Fluid therapy for pancreatitis has particular relevance when considering the risk for pancreatitis associated AKI. Replacement fluids (e.g., lactated Ringer’s solution) are often used for treatment of hypovolaemia and dehydration. Ongoing fluids for maintenance while patients are not eating and drinking are also commonly provided. As mentioned earlier, very careful monitoring of fluids is needed in animals with pancreatitis since it may worsen third spacing. In animals with acute kidney injury, intolerance of fluid therapy risks worsening kidney infection. Consequently, a fairly restrictive fluid therapy plan is recommended for pancreatitis cases. In situations where patients remain hypotensive despite fluid therapy, the use of vasopressor agents (e.g., noradrenaline) can be very helpful additions. In the event of AKI development associated with oligoanuria, discontinuation of fluids and diuretic therapy (e.g., furosemide) is indicated to facilitate offloading excessive fluid. When extracorporeal techniques are available, haemodialysis would be reasonable to offer in animals with AKI. The benefits of dialysis include clearance of nitrogenous wastes/uraemic toxins, assistance with acid-base and electrolyte balance, as well as to expedite correction of volume overload by removing excessive water. Although fish oils may be beneficial in some cases of AKI, they are likely best avoided in cases of pancreatitis given the fear of exacerbating symptoms with an oral fat source. Although prognosis for animals with pancreatitis associated AKI is more guarded, it is certainly possible to manage these cases successfully with good attention to detail and careful tailoring of therapeutics for the individual patient.
References
1. Mansfield C. Pathophysiology of acute pancreatitis: potential applications from experimental models and human medicine to dogs. J Vet Intern Med. 2012;26:875–887.

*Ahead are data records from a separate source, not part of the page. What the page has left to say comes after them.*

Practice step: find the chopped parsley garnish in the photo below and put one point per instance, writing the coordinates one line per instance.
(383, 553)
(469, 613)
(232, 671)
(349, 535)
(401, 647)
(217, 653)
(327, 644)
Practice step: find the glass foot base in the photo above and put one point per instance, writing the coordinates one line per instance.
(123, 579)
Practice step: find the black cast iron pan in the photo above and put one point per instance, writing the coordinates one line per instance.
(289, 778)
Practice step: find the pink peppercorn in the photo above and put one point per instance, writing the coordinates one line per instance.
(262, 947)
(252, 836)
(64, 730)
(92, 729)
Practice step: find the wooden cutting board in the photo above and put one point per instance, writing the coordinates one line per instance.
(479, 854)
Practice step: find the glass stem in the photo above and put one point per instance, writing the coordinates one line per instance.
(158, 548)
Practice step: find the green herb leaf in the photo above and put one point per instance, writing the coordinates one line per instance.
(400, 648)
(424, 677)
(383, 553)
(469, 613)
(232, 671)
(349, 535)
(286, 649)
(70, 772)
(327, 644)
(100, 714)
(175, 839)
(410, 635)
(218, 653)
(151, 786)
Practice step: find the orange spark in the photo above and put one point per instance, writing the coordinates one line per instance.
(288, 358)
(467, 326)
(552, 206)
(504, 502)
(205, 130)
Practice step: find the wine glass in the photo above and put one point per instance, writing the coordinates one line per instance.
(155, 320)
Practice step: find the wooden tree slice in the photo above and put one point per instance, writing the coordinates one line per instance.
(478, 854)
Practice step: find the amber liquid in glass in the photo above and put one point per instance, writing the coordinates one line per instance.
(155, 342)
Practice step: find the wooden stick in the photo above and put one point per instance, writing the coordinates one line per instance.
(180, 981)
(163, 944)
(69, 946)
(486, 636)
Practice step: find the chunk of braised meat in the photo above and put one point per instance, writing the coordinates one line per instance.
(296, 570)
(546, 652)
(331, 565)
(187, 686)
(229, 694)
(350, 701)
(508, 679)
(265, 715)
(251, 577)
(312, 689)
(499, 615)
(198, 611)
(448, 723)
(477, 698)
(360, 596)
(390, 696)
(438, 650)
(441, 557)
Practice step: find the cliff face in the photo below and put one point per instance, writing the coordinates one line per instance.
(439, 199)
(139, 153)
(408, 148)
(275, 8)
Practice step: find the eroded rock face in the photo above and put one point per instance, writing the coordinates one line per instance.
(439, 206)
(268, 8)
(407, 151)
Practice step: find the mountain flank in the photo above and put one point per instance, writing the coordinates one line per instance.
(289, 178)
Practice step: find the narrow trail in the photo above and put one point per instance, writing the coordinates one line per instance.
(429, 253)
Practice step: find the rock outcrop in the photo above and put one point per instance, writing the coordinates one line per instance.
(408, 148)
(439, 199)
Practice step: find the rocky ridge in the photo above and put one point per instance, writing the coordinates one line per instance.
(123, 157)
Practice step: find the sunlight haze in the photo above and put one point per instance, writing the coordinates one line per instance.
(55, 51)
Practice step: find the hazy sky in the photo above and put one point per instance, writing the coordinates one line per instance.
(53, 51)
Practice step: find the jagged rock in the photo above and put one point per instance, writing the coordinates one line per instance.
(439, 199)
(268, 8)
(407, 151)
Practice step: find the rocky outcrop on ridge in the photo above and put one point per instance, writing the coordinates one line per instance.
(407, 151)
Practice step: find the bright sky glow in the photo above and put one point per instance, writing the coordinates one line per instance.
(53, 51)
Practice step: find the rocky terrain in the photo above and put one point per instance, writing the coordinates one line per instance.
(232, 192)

2. Zhang XP, Wang L, et al. The pathogenic mechanism of severe acute pancreatitis complicated with renal injury: A review of current knowledge. Dig Dis Sci. 2008;53:297–306.
3. Osterbur K, Mann FA, et al. Multiple organ dysfunction syndrome in humans and animals. J Vet Intern Med. 2014;28:1141–1151.
4. Manokaran S, Edwin Fernando M, et al. A study of acute kidney injury in severe acute pancreatitis in a tertiary care hospital from South India. Journal of Dental and Medical Sciences. 2018;17(3):45–48.
5. Haworth MD, Hosgood G, et al. Diagnostic accuracy of the SNAP and SPEC canine pancreatic lipase tests for pancreatitis in dogs presenting with clinical signs of acute abdominal disease. J Vet Emerg Crit Care. 2014;24(2):135–143.
6. Cowgill LD, Langston C. Acute kidney insufficiency. In: Bartges J, Polzin DJ, eds. Nephrology and Urology of Small Animals. Ames, IA: Wiley & Sons; 2011.
7. DeLoor J, Daminet S, et al. Urinary biomarkers for acute kidney injury in dogs. J Vet Intern Med. 2013;27(5):998–1010.